The sentences are in a series and each sample of the series contains only one date, but may have other numbers.
The format of dates is like this:
04/20/2009; 04/20/09; 4/20/09; 4/3/09
Mar-20-2009; Mar 20, 2009; March 20, 2009; Mar. 20, 2009; Mar 20 2009;
20 Mar 2009; 20 March 2009; 20 Mar. 2009; 20 March, 2009
Mar 20th, 2009; Mar 21st, 2009; Mar 22nd, 2009
Feb 2009; Sep 2009; Oct 2010
6/2008; 12/2009
2009; 2010
For years that only have two digits we assume it is a 20th century year (i.e. 19nn)

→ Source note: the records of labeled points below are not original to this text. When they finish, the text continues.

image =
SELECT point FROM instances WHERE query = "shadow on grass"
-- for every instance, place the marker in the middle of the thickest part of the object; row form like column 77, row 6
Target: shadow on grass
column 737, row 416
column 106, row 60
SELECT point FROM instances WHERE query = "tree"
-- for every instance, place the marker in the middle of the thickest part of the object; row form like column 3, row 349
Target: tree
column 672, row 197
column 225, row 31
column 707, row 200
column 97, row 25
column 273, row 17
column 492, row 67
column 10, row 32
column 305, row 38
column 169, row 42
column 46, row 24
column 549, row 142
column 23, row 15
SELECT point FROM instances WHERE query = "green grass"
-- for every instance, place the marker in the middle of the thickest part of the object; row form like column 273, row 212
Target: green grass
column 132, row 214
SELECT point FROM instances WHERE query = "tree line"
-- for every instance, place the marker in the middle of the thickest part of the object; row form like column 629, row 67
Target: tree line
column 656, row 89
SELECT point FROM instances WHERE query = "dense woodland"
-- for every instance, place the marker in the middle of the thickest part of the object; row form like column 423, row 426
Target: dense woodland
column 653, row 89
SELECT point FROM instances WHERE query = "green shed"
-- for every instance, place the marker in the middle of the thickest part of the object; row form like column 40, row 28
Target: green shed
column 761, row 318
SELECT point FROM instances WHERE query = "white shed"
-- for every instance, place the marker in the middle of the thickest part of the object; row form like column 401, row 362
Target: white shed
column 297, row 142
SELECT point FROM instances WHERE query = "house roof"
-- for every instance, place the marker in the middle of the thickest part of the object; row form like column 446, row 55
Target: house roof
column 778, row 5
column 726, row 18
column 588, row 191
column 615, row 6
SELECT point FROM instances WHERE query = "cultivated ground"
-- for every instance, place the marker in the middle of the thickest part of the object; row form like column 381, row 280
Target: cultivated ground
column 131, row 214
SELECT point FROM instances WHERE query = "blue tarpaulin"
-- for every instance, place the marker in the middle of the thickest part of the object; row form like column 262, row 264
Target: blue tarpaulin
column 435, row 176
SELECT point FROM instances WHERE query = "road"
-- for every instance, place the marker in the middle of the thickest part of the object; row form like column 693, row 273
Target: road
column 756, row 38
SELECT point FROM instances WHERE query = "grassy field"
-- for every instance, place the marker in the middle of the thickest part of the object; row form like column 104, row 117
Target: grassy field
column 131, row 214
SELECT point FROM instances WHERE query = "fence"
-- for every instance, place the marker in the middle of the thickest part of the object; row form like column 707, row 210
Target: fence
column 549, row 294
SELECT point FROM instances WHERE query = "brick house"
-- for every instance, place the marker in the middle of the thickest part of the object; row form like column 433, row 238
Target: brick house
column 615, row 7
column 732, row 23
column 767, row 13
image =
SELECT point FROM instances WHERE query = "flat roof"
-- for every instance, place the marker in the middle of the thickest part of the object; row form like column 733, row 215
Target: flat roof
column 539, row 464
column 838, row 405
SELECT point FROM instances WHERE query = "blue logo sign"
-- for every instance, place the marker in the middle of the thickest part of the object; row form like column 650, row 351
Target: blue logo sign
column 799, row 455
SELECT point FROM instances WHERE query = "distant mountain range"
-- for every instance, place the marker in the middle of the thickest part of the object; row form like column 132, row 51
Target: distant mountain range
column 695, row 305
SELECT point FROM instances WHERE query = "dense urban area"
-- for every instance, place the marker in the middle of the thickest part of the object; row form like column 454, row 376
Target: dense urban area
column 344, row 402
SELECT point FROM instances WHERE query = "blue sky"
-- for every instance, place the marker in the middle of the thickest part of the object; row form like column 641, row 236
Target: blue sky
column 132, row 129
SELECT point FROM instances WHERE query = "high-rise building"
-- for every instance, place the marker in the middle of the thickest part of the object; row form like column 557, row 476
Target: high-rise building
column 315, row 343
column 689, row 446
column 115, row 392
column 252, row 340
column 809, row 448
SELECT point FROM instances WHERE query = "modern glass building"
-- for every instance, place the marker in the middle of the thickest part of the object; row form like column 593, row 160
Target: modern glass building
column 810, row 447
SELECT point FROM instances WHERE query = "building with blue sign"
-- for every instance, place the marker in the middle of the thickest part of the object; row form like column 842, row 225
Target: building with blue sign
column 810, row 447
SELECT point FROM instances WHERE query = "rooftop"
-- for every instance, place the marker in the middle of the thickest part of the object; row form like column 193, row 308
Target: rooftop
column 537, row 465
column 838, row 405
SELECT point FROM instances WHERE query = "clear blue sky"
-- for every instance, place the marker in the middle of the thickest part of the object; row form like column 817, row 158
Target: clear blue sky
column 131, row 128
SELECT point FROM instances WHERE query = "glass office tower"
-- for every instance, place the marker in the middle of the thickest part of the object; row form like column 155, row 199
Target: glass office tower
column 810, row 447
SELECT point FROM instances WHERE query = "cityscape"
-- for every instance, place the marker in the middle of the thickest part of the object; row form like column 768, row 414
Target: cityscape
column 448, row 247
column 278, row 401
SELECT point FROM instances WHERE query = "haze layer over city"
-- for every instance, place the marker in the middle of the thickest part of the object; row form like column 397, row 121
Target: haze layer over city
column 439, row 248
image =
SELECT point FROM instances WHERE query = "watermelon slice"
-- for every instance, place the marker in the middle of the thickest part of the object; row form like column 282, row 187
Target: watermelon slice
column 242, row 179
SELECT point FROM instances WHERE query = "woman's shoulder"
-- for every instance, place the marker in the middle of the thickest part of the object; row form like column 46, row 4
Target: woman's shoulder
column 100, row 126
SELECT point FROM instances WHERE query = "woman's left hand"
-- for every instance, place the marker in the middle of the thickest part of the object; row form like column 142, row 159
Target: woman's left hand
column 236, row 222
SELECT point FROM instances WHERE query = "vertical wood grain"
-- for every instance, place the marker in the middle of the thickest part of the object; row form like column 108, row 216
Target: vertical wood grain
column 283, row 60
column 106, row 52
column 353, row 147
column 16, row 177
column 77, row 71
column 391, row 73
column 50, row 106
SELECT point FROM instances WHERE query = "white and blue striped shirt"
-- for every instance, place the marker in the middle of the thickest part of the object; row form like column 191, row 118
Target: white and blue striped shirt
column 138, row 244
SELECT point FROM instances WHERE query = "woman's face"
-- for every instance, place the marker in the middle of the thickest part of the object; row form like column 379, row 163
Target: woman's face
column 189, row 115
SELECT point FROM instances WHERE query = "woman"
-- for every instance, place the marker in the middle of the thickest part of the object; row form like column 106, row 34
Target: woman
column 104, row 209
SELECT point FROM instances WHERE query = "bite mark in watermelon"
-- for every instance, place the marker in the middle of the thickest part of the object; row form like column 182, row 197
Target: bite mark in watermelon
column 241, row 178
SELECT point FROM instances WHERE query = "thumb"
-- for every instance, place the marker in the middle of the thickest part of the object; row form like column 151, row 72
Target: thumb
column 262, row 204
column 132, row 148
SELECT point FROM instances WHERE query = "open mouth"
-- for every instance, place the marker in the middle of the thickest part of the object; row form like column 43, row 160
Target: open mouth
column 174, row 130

Here is my regular expression:
df_dates = df.str.extract(r'((?:\d{1,2})?[-/\s,]{0,2}(?:\d{1,2})?(?:Jan|Feb|Mar|Apr|May|Jun|Jul|Aug|Sep|Oct|Nov|Dec|January|February|March|April|May|June|July|August|September|October|November|December)?[-/\s,]{0,2}(?:19|20)?\d{2})')
My regex produces these results:
input1
Lab: B12 969 2007\n
found1
12,969
input2
Contemplating jumping off building - 1973 - difficulty writing paper.\n
found2
1973
Question
How do I change my regex to obtain the desired results?